“I’m a trombonist. The instrument is incredibly important to me. Whenever I am composing, I’m always aware that it has to feel good when you’re playing it”, says Janning Trumann, delivering the kind of killer quote that event organisers love to print in their programme booklets.
Pithy soundbites aside, that was actually Trumann’s explanation of how he sees his role. He is a jazz composer and bandleader and, over the past five years, has put together an impressive series of productions and ensembles. The high point of his career so far was when he and his octet were filmed playing in the Kölner Philharmonie (Cologne Philharmonic Hall) at the end of December 2020. Even though lockdown measures meant that they were playing to an eerily empty concert hall, they still managed to turn the performance into an almost spiritual experience (which can be seen on philharmonie.tv). Trumann’s suite sounded warm yet haunting, rising up with solemn dignity to give the musicians plenty of room for improvisational flights of fancy. And then there was Trumann himself on trombone – deep in concentration, yet earthy to the core.
Trumann is also a label producer (Tangible Music), sits on the board of the Kölner Jazz Haus initiative, is active on behalf of the Kölner Jazzkonferenz (the political association for the local jazz scene) – and even represents political party CDU on the city council’s culture committee. His father and brothers are farmers so he helped out with their harvest for years. Oh yes, and he’s a semi-professional triathlete as well. He is 30 years old, speaks a mile a minute and, if he keeps up his current work rate, could well retire in five years’ time – were it not for the threat of boredom. “I know”, he sighs, “people keep telling me that I can’t sit still for five minutes”. If you ask him about his artistic mission and credo, he will tell you that he is a trombonist first and foremost. The musicians that work on his projects cover a very wide spectrum. While he sometimes enlists famous names like pianist Simon Nabatov or legendary drummer Joachim Rueckert, there are times when he plays in a piano-less quartet. And then there are his expansive compositions for large groups, such as the masterful “Rise Beyond” piece for sextet. But at the end of the day, it’s all about Trumann’s music. Ultimately rooted in the full tones of his trombone, it sounds anything but restless and hectic.

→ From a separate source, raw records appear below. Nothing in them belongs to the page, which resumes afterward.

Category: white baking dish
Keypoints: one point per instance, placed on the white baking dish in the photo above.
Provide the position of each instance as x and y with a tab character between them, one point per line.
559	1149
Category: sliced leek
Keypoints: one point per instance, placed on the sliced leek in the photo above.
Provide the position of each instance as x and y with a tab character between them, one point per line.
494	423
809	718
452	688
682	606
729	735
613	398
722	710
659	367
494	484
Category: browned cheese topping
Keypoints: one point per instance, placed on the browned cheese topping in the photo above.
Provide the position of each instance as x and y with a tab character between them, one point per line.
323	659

His music is a prime example of a kind of jazz that breaks with the traditional theme-improvisation-theme form, pushing together the composition elements like a telescope and letting them expand again coherently. That’s what makes it so fascinating: it is harmonically accessible yet unpredictable and refreshingly complex. “I really do see jazz as being part of high culture. And have no problem with it being academised. [Trumann studied in Cologne and New York]. Our society’s understanding of high culture is currently moving away from opera houses and symphony orchestras and becoming more open, more curious and more global – and jazz stands for this development.”
As one of the European jazz cities driving this movement, Cologne is right at the heart of it. “With established venues like Stadtgarten and Loft, and jazz having been taught at the University of Cologne for decades, Cologne has an amazing steadfastness that Berlin just doesn’t have. We can’t compete with the sheer number of musicians in Berlin, but those guys are envious of our infrastructure here. Quite a few musicians are moving to Cologne right now,” says Trumann.

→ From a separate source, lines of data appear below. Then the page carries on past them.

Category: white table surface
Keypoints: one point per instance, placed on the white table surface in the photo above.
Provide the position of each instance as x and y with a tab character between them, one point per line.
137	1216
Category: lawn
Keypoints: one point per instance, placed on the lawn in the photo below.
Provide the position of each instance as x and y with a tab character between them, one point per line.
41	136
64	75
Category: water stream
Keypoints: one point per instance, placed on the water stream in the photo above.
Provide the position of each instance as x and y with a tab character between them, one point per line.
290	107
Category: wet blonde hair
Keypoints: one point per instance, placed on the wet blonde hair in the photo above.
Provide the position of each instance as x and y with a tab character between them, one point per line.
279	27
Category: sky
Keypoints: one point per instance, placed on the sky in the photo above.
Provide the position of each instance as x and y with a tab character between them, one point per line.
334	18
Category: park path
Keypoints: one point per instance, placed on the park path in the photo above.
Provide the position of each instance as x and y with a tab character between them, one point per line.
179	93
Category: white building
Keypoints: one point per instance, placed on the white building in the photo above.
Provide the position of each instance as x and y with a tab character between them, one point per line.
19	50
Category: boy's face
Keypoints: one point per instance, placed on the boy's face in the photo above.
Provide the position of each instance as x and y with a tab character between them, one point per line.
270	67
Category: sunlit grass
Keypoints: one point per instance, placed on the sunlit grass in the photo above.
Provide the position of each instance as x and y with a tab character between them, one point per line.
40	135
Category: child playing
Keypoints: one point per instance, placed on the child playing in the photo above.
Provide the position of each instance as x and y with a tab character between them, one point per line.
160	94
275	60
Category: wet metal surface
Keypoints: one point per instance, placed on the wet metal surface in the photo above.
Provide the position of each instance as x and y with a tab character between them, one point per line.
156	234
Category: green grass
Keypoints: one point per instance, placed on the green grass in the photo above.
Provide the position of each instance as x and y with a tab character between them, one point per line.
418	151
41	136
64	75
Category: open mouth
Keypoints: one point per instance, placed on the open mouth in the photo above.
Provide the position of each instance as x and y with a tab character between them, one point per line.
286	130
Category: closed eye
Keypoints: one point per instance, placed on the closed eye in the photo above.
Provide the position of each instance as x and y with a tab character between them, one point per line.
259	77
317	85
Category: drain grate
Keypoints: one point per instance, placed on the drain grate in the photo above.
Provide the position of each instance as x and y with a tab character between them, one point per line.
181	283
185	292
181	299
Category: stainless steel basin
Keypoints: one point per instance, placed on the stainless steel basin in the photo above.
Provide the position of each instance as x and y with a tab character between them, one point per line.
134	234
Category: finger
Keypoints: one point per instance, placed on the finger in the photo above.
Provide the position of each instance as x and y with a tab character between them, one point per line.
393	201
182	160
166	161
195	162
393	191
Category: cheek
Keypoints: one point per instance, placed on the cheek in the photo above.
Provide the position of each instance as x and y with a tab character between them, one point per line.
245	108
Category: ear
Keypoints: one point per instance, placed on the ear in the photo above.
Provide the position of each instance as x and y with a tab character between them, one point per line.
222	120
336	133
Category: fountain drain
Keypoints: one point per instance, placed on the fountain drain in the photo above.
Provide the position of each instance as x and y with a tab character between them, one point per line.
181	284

The Cologne jazz scene is pretty much typical of the Rhineland region: modern, style-conscious, tradition-conscious, but neither iconoclastic nor rigidly dogmatic. “Allowing for improvisation within a structure and then giving that structure room to breathe – both of those things inspire one another,” says Trumann, outlining the methods that have also been adopted by many of his colleagues. The scene welcomes new musicians with tolerance, curiosity and the offer of a helping hand: anyone who comes up with new band concepts is sure to find like-minded musicians very quickly. There is only one constant: the boundless enthusiasm for the Miles Davis Quintet of the late 1950s and 1960s. “The Cologne scene is obsessed with that stuff!”, he laughs.

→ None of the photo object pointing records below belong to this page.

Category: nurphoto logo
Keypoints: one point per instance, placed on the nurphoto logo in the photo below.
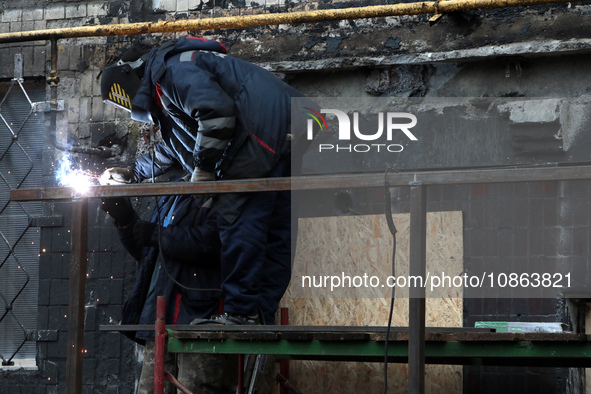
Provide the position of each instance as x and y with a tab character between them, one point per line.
393	124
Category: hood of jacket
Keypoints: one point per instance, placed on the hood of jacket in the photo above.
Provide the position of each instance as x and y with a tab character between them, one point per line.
144	106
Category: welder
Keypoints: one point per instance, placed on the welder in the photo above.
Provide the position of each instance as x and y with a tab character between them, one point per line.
224	118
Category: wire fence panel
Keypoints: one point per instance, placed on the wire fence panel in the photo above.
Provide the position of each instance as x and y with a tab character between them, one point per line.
21	147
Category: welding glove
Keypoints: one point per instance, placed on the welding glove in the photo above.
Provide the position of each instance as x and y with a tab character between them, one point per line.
200	175
146	233
119	209
117	176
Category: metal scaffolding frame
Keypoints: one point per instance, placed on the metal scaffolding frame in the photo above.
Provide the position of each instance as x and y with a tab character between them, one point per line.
417	180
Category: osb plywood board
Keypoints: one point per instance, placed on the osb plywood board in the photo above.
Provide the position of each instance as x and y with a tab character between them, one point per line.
362	245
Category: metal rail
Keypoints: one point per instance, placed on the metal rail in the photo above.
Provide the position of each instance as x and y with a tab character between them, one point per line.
427	7
316	182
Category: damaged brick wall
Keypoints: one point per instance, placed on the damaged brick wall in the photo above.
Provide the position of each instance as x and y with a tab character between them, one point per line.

One key component missing in this development so far is that the city has no major jazz festival of its own. As Trumann admits: “You could probably say that the whole year is one big festival in Cologne, given the number of concerts taking place here. The Jazzkonferenz team came to the conclusion that it was madness for the huge Cologne scene to provide the music for pretty much all the festivals in our region but not being able to present itself on its home turf with all niches together in one package!” By 2019, we had managed to convince the city to give us €150,000 to help finance a Cologne Jazz Week for autumn 2021. This is how Trumann ended up with his next job: as the festival’s artistic director. “We want the festival to be people-friendly – an open invitation to everyone to come and get acquainted with today’s jazz.” The aim is to allow the Cologne scene to go head-to-head with international acts, to spotlight collaborations and allow people to connect. There is little doubt that the jazz musicians of Cologne will be able to rise to this challenge. And who knows – maybe they can work a little on their Miles Davis obsession while they’re at it?